La consapevolezza di esser-per-la-morte non è scontata e non è vissuta in modo costante e presente. Sfugge volontariamente dal nostro palcoscenico quotidiano per consentirci di assaporare la vita come fosse eterna e di compiere scelte eterne. A volte l’intuizione del “proprio io, proprio a me” giunge inaspettata. Ci liberiamo dall’angoscia che genera -da questa paura senza oggetto, perché di fronte ha l’abisso dell’ignoto- con un deciso atto di coscienza: “non ora, non adesso, dunque non io, non a me”. Un sillogismo sul quale ci culliamo, come bambini tra le braccia di questa vita che anche quando odiamo continuiamo ad amare in un attaccamento che è una vera dipendenza disperante. Lo strappo e la lacerazione, che genera il sapersi condannati per malattia o la coscienza che chi ci è caro ha un destino segnato, portano con sé il ticchettio martellante del conto alla rovescia, che si vorrebbe fermare, o l’immagine orrrorifica del plotone di esecuzione pronto a mirare e a sparare, che si vorrebbe implorare. E l’oltre che attende, vuoto o pieno di essere? Ha un senso parlarne? Ha un senso pensare che si possa indagare e persino definire? Ha un senso affidarci a chi è più specialista di altri, come se fosse un’esperienza ripetibile o come se la risposta si potesse determinare sulla base del ragionamento o della riflessione? Quest’oltre è davvero oltre. Lo conosciamo soltanto dal punto di vista di chi rimane e che nell’aspetto di chi va si traduce in rigidità, in freddezza, in improvvisa restituzione alla memoria del volto, del calore del corpo vissuto, in presenza fisica decisamente privata di quell’io irriducibile che ben conoscevamo.
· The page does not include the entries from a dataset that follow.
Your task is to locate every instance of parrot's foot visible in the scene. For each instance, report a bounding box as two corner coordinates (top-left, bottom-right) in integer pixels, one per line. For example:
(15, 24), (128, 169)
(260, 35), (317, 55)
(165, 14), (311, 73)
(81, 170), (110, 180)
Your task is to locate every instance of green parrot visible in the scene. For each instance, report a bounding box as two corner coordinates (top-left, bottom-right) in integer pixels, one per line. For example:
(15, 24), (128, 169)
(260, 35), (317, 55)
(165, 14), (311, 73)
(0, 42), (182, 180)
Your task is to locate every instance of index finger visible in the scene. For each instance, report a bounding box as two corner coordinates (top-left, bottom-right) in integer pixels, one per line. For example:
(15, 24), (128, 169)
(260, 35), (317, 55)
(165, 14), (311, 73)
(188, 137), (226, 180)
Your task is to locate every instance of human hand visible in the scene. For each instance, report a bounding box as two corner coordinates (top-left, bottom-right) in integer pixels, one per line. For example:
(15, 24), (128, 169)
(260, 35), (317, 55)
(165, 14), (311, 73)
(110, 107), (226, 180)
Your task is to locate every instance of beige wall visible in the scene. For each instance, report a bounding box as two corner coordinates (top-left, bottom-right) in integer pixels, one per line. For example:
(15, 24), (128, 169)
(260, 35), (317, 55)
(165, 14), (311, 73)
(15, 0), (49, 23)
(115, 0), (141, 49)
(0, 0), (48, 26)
Un momento topico in cui il “noi” si strappa e i morti diventano “loro”. E la barriera tra noi e loro si alza e da pellicola trasparente si fa muro di cemento.
S’impara a convivere con l’assenza in un percorso doloroso che è misura della fragilità della nostra umanità –non abituata all’impermanenza delle cose- e del bisogno di fisicità che l’amore porta con sé, pur essendo convinti di amare l’altro soltanto per la sua intangibile unicità. Quest’oltre di chi vive la morte dell’amato è un vagare nel deserto di risposte in un soliloquio senza fine che diviene legame disperante. E le oasi che come miraggi compaiono all’orizzonte sembrano dissetare per un momento, come quando sognando chi è andato par di averlo ancora lì con noi. Chi può aprire quest’intimo, interiore, costante soliloquio di nuovo alla vita? Coloro che regalano miraggi permettendo alla speranza di aver gioco sulla realtà inaccettabile? O chi accetta di camminare al suo fianco, consapevole del diritto di soffrire, consapevole dell’assenza di ogni certezza, fin tanto che l’altro non giunga egli stesso alla conclusione che l’oasi gli tocca costruirsela da sé, recintando un angolo nel suo personale mare di dolore che gli consenta di vivere e sorridere ancora? E dove si trova un compagno di tal sorta? Tra i sacerdoti, gli psicologi, i filosofi, gli amici? E coloro che sono consapevoli che la clessidra ha iniziato a far scivolare gli ultimi granelli, come si possono accompagnare sino al confine tra “noi” e “loro”?
È un numero di Vita pensata in cui la tematica trasversale non emerge soltanto ma viene affrontata con numerosi contributi, pur se molti altri articoli sono dedicati a temi e autori estranei all’argomento. Sempre che ci sia qualcuno o qualcosa estraneo alla morte.